Developer Research 101: The right methodology for reliable survey data
By Christina Voskoglou, Senior Director of Research
Suddenly a fine day dawns when your organisation’s key stakeholders agree that you need data to understand your developer audience. Well, ok, most likely that didn’t exactly happen overnight — in fact we know* that nearly 20% of DevRel practitioners struggle to justify the budget of their developer programs and 32% rely on qualitative arguments. But let’s skip that part for now, and fast-forward to that happy moment when there is full buy-in for data-backed developer strategy decisions. Right. You need data. But what data?
First, ask the right questions
Let’s pause here for a second. At SlashData we may have data in our DNA, but we know that plunging head-first into data is not where your quest for answers should begin. Your first step should be, instead, to ensure that you are asking the right questions. However trivial that may sound, you may discover (as many others have) that in fact it is not. If you get the questions wrong, the answers will be meaningless and the time and budget you will have invested in finding data to answer them will be wasted.
Knowing exactly which questions you need answered will help you specify not only what data you need, but also where you should get it from, and how big a sample you should aim for. If it is just a total market share figure you’re after, for example, chances are you don’t need that many data points — neither in terms of sample size, nor in terms of breadth of information collected. If however you are trying to understand what developer personas (or segments) exist out there, where they are located, how they feel about different technologies, and where they’re going next, you’re looking into an undertaking of an entirely different magnitude, and may the Force be with you. Or, more practically, SlashData, as we have been in this business for more than a decade now.
Mind the source
Once you know which questions you need to answer, you should carefully choose your data collection method and sources. If, for example, you want to know how your technology is currently being used, you could use your own telemetry or usage data, or survey your own community. If, however, you need to see what other technologies your developers use, or how competing technologies are being used by your broader audience, you need to look beyond your own community by means of a global survey that targets everyone in your market. Based on our bi-annual survey of developer-facing organisations, we find that about half use their own survey data, and nearly half run qualitative research, when in fact it may be more appropriate to use a different approach.

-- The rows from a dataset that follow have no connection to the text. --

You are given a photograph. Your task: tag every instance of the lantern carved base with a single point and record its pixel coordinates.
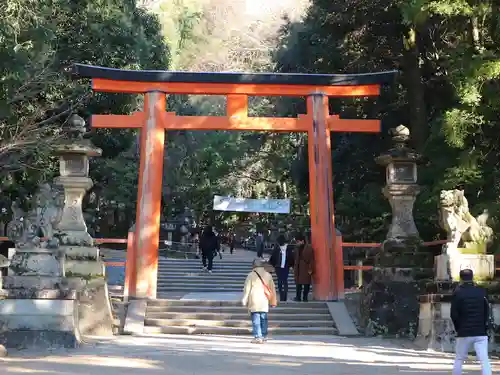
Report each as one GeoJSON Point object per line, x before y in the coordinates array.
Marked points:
{"type": "Point", "coordinates": [448, 267]}
{"type": "Point", "coordinates": [49, 312]}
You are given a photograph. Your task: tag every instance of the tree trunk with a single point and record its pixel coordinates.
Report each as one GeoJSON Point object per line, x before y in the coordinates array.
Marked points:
{"type": "Point", "coordinates": [415, 88]}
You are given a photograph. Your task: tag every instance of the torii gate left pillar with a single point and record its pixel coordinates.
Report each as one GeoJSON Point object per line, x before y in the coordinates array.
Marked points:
{"type": "Point", "coordinates": [142, 257]}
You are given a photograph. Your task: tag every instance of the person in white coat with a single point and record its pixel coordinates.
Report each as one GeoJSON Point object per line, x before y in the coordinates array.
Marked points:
{"type": "Point", "coordinates": [259, 293]}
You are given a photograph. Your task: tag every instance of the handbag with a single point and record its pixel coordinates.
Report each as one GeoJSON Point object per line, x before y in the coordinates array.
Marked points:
{"type": "Point", "coordinates": [267, 291]}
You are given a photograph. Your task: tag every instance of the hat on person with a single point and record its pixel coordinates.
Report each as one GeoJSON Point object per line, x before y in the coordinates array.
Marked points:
{"type": "Point", "coordinates": [466, 274]}
{"type": "Point", "coordinates": [258, 262]}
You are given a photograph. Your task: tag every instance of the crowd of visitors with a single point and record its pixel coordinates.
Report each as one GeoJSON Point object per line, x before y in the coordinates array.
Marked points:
{"type": "Point", "coordinates": [259, 290]}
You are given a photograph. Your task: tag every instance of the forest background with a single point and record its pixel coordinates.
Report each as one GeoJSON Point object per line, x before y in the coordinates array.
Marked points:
{"type": "Point", "coordinates": [447, 94]}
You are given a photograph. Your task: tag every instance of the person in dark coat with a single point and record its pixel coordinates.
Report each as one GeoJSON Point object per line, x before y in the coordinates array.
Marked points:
{"type": "Point", "coordinates": [470, 315]}
{"type": "Point", "coordinates": [209, 247]}
{"type": "Point", "coordinates": [282, 261]}
{"type": "Point", "coordinates": [303, 267]}
{"type": "Point", "coordinates": [259, 244]}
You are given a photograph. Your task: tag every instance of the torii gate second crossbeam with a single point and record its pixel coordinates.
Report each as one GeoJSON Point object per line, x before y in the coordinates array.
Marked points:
{"type": "Point", "coordinates": [142, 262]}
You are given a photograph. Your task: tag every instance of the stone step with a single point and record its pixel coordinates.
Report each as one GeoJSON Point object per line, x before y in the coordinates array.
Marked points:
{"type": "Point", "coordinates": [200, 281]}
{"type": "Point", "coordinates": [237, 309]}
{"type": "Point", "coordinates": [214, 275]}
{"type": "Point", "coordinates": [274, 322]}
{"type": "Point", "coordinates": [210, 330]}
{"type": "Point", "coordinates": [245, 270]}
{"type": "Point", "coordinates": [167, 303]}
{"type": "Point", "coordinates": [243, 314]}
{"type": "Point", "coordinates": [165, 288]}
{"type": "Point", "coordinates": [198, 263]}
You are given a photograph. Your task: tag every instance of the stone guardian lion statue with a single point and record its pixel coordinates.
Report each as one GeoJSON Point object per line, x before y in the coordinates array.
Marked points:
{"type": "Point", "coordinates": [461, 227]}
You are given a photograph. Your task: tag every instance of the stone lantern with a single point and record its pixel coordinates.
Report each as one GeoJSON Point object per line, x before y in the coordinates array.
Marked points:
{"type": "Point", "coordinates": [74, 156]}
{"type": "Point", "coordinates": [401, 184]}
{"type": "Point", "coordinates": [390, 300]}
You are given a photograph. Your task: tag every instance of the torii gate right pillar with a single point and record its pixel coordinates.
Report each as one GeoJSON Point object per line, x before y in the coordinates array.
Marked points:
{"type": "Point", "coordinates": [329, 266]}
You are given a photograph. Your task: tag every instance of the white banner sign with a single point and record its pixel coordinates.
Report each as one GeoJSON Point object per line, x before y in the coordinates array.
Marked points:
{"type": "Point", "coordinates": [272, 206]}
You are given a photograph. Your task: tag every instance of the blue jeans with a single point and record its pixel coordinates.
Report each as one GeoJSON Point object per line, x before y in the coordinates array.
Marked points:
{"type": "Point", "coordinates": [259, 324]}
{"type": "Point", "coordinates": [282, 274]}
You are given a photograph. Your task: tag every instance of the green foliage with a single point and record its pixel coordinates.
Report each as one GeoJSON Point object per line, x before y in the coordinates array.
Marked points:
{"type": "Point", "coordinates": [39, 39]}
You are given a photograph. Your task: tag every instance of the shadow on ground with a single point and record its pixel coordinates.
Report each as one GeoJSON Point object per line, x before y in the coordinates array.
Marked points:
{"type": "Point", "coordinates": [210, 355]}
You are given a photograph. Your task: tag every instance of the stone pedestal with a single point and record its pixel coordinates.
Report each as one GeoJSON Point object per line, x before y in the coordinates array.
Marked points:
{"type": "Point", "coordinates": [50, 312]}
{"type": "Point", "coordinates": [58, 292]}
{"type": "Point", "coordinates": [390, 302]}
{"type": "Point", "coordinates": [37, 261]}
{"type": "Point", "coordinates": [448, 267]}
{"type": "Point", "coordinates": [72, 225]}
{"type": "Point", "coordinates": [435, 328]}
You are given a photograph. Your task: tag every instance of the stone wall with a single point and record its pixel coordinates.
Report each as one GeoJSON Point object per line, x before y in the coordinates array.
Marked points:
{"type": "Point", "coordinates": [435, 328]}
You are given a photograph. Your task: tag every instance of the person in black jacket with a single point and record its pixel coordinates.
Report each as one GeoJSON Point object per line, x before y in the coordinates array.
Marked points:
{"type": "Point", "coordinates": [470, 315]}
{"type": "Point", "coordinates": [282, 260]}
{"type": "Point", "coordinates": [209, 247]}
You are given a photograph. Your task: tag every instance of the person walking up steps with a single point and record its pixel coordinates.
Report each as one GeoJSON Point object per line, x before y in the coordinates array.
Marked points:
{"type": "Point", "coordinates": [470, 315]}
{"type": "Point", "coordinates": [259, 292]}
{"type": "Point", "coordinates": [282, 261]}
{"type": "Point", "coordinates": [303, 267]}
{"type": "Point", "coordinates": [209, 247]}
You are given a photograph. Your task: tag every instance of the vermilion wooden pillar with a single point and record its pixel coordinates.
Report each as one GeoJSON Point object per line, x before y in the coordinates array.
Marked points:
{"type": "Point", "coordinates": [153, 121]}
{"type": "Point", "coordinates": [147, 229]}
{"type": "Point", "coordinates": [321, 199]}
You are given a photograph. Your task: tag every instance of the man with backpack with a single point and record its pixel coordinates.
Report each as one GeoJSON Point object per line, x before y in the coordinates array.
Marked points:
{"type": "Point", "coordinates": [259, 292]}
{"type": "Point", "coordinates": [470, 315]}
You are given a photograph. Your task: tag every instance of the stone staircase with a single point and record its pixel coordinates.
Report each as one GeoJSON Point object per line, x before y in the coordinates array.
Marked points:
{"type": "Point", "coordinates": [230, 318]}
{"type": "Point", "coordinates": [177, 276]}
{"type": "Point", "coordinates": [191, 301]}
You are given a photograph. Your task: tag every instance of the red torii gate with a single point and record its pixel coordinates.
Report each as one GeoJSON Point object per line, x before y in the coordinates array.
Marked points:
{"type": "Point", "coordinates": [142, 259]}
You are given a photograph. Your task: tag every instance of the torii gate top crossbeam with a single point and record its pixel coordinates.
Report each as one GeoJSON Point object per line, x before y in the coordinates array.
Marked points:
{"type": "Point", "coordinates": [258, 84]}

A common, though less-than-ideal approach, for example, is tracking developer sentiment (usually in the form of Net Promoter Score) based on data collected from current users that interact with you (say, through your website). While this may be a good indication of how your current active users feel, it can not be generalized to represent the sentiment of your whole target audience, as it omits the views of past users who have now left you, and also the views of those who evaluated but rejected your technology in favour of a competitor. Those who abandon a technology are more likely to give it a low recommendation score if asked. By omitting their views and using only current users’ scores you therefore get a positively biased result. This is particularly true in highly competitive low-rigidity markets (such as some cloud services can be) where your current users are more likely to be satisfied fans who stay with you by choice rather than due to technology lock-in effects, while the displeased have already left you to turn to one of your competitors.
That is why in our surveys we always ask both current and past users how they feel about each of the technologies they either use, or have (recently) stopped using, or evaluated but rejected. In this way, we get an unbiased estimate of developer sentiment for the broad range of technologies that we track — allowing us to benchmark them with a high degree of confidence.

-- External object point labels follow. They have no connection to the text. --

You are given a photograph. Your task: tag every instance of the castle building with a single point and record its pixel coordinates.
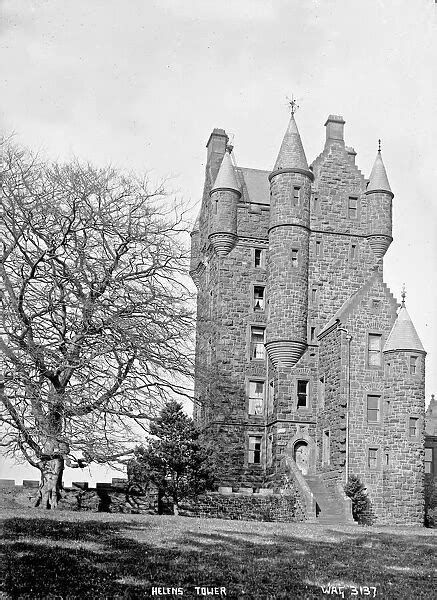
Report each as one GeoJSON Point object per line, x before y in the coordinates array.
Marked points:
{"type": "Point", "coordinates": [307, 368]}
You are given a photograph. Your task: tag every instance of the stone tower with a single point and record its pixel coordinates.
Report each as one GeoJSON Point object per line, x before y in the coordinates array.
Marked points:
{"type": "Point", "coordinates": [295, 330]}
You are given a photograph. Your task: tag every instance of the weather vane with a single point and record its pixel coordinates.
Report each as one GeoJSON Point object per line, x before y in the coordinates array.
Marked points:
{"type": "Point", "coordinates": [293, 104]}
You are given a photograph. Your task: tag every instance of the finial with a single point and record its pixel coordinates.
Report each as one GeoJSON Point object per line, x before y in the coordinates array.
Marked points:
{"type": "Point", "coordinates": [293, 104]}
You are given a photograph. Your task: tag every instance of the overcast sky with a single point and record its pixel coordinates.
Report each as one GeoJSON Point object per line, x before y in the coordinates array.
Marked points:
{"type": "Point", "coordinates": [141, 84]}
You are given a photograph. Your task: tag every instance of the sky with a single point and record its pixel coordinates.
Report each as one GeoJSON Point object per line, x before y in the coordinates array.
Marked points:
{"type": "Point", "coordinates": [141, 85]}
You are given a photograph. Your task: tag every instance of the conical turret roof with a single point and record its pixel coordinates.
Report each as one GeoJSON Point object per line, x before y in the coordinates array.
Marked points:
{"type": "Point", "coordinates": [403, 335]}
{"type": "Point", "coordinates": [226, 178]}
{"type": "Point", "coordinates": [378, 177]}
{"type": "Point", "coordinates": [291, 154]}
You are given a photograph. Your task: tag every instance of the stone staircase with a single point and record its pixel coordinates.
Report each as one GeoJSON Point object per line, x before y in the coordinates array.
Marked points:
{"type": "Point", "coordinates": [332, 508]}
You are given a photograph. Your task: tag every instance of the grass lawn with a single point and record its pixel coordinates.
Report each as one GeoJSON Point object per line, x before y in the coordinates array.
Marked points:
{"type": "Point", "coordinates": [97, 555]}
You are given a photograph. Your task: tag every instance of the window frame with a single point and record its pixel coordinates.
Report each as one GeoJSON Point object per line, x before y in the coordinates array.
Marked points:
{"type": "Point", "coordinates": [371, 352]}
{"type": "Point", "coordinates": [251, 451]}
{"type": "Point", "coordinates": [374, 466]}
{"type": "Point", "coordinates": [296, 196]}
{"type": "Point", "coordinates": [429, 461]}
{"type": "Point", "coordinates": [413, 365]}
{"type": "Point", "coordinates": [418, 423]}
{"type": "Point", "coordinates": [251, 342]}
{"type": "Point", "coordinates": [355, 216]}
{"type": "Point", "coordinates": [326, 447]}
{"type": "Point", "coordinates": [307, 393]}
{"type": "Point", "coordinates": [322, 390]}
{"type": "Point", "coordinates": [378, 409]}
{"type": "Point", "coordinates": [263, 298]}
{"type": "Point", "coordinates": [262, 258]}
{"type": "Point", "coordinates": [255, 380]}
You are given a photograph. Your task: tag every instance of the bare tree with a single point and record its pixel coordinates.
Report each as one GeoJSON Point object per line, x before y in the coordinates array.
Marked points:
{"type": "Point", "coordinates": [96, 319]}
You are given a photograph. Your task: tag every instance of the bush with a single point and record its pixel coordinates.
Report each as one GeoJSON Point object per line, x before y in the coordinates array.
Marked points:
{"type": "Point", "coordinates": [361, 507]}
{"type": "Point", "coordinates": [430, 502]}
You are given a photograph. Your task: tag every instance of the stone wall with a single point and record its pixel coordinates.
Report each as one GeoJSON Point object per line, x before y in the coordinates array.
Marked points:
{"type": "Point", "coordinates": [243, 506]}
{"type": "Point", "coordinates": [115, 497]}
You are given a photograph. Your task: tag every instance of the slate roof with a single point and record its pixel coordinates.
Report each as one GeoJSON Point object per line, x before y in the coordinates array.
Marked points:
{"type": "Point", "coordinates": [378, 177]}
{"type": "Point", "coordinates": [403, 335]}
{"type": "Point", "coordinates": [256, 184]}
{"type": "Point", "coordinates": [226, 178]}
{"type": "Point", "coordinates": [291, 154]}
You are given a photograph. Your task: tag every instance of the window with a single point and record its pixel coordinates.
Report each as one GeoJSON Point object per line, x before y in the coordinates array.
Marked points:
{"type": "Point", "coordinates": [256, 397]}
{"type": "Point", "coordinates": [258, 298]}
{"type": "Point", "coordinates": [326, 447]}
{"type": "Point", "coordinates": [257, 350]}
{"type": "Point", "coordinates": [413, 426]}
{"type": "Point", "coordinates": [254, 456]}
{"type": "Point", "coordinates": [269, 450]}
{"type": "Point", "coordinates": [258, 258]}
{"type": "Point", "coordinates": [302, 393]}
{"type": "Point", "coordinates": [372, 458]}
{"type": "Point", "coordinates": [322, 390]}
{"type": "Point", "coordinates": [374, 350]}
{"type": "Point", "coordinates": [353, 208]}
{"type": "Point", "coordinates": [271, 396]}
{"type": "Point", "coordinates": [373, 404]}
{"type": "Point", "coordinates": [428, 460]}
{"type": "Point", "coordinates": [413, 365]}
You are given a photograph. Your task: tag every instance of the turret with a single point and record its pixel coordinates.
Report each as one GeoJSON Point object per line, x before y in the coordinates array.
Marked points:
{"type": "Point", "coordinates": [195, 259]}
{"type": "Point", "coordinates": [290, 187]}
{"type": "Point", "coordinates": [380, 208]}
{"type": "Point", "coordinates": [225, 194]}
{"type": "Point", "coordinates": [403, 418]}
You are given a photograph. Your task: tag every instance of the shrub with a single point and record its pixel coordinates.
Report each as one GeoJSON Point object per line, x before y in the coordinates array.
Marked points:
{"type": "Point", "coordinates": [361, 507]}
{"type": "Point", "coordinates": [430, 502]}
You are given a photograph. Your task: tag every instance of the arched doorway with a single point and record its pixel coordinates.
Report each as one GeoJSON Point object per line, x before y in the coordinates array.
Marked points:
{"type": "Point", "coordinates": [300, 455]}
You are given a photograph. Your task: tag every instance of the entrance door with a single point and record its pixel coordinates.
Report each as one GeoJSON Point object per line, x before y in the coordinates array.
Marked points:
{"type": "Point", "coordinates": [301, 457]}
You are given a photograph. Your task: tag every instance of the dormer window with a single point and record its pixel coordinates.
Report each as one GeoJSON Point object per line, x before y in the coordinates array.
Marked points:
{"type": "Point", "coordinates": [259, 298]}
{"type": "Point", "coordinates": [353, 207]}
{"type": "Point", "coordinates": [258, 258]}
{"type": "Point", "coordinates": [374, 350]}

It’s not only the size that matters
“Can we discuss sample size already?” I hear you cry. We shall in a moment, I promise, but we need to get something else straight first. You should be collecting a sample of… what exactly? An equally — if not more — important consideration to size is the representativeness of your sample. To use a crude example, there is no point buying a truckload of bananas, when what you’re looking for is apples. Similarly, there is no point collecting an impressively big sample from the US and India alone, for example, when what you’re interested in is global trends. And that’s because developers in different parts of the world behave very differently when it comes to technology choices, as they have different motivations and business models, and may be at different stages in their journey as they form part of developer ecosystems of varied maturity. Our data proves again and again that there are vast differences between regional developer communities. That’s why we go into great lengths, each and every time, to survey developers from more than 150 countries, so that we may truly gauge the pulse of the global developer community.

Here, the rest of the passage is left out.